Comme plusieurs routes mènent à la ville, il y en a aussi plusieurs qui mènent à la religion. Pourquoi ne pas les reconnaître et les admettre simplement les unes et les autres, quand les faits les constatent, au lieu de se livrer, sur leur valeur respective, à de vaines contestations qui n’iraient à rien moins qu’à les discréditer toutes ? Devons-nous donc nous étonner que le raisonnement confirme ce que donne le sentiment, que l’intelligence et le cœur se trouvent d’accord, et que la certitude religieuse soit tout ensemble de foi et de démonstration, un fruit de la spontanéité et un résultat de la dialectique, une intuition et une induction ?
Il en est de même de tous les grands principes qui caractérisent l’humanité, qui la constituent et la régissent.
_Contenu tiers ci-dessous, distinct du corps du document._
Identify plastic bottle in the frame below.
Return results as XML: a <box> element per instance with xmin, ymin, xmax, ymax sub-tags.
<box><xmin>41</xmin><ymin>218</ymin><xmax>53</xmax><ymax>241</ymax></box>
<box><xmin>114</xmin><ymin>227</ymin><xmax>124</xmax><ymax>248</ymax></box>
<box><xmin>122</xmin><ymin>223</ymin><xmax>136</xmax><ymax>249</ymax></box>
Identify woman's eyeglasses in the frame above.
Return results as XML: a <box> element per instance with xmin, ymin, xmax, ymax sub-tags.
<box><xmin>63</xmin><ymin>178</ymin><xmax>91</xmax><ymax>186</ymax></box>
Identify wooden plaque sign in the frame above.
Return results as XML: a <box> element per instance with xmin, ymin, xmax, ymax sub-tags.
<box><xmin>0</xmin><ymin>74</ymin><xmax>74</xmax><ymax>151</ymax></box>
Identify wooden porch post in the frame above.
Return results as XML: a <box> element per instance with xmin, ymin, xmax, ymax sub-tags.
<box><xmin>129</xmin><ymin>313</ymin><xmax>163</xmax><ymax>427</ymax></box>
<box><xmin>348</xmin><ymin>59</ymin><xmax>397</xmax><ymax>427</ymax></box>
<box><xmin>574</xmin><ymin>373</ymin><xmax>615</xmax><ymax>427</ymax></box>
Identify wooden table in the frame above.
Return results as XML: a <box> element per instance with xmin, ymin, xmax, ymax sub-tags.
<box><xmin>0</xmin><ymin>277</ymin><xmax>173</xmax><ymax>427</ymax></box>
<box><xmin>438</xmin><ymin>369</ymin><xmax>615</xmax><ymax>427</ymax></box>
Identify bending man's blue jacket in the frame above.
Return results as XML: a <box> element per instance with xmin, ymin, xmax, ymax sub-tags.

Ils sont inhérents à notre âme, en tant que lois de notre nature et conditions de notre existence et de notre destinée : sous ce rapport, ils reposent sur leur évidence propre, ils se légitiment en se produisant. Mais nous pouvons aussi les constater par des moyens logiques, parce qu’ils sont impliqués dans d’autres principes ou d’autres faits reconnus ; et à cet égard ils se démontrent. La liberté morale, par exemple, est une de ces croyances qui se posent et s’imposent d’elles-mêmes : chacun en puise la conviction dans sa conscience immédiate. Cela empêche-t-il qu’elle s’établisse au besoin par l’argumentation, qui l’infère de la notion commune du bien et du mal, de l’application des peines et des récompenses, de la conduite générale des hommes les uns envers les autres, etc. Elle s’appuie donc à la fois sur le sentiment et sur le raisonnement, sur une intuition directe et sur la logique des choses. Elle est, en même temps, une croyance native, une vérité première, et une croyance acquise, une vérité démontrée. Pourquoi n’en serait-il pas ainsi, du reste, de la foi ou de la doctrine religieuse, à laquelle elle appartient ?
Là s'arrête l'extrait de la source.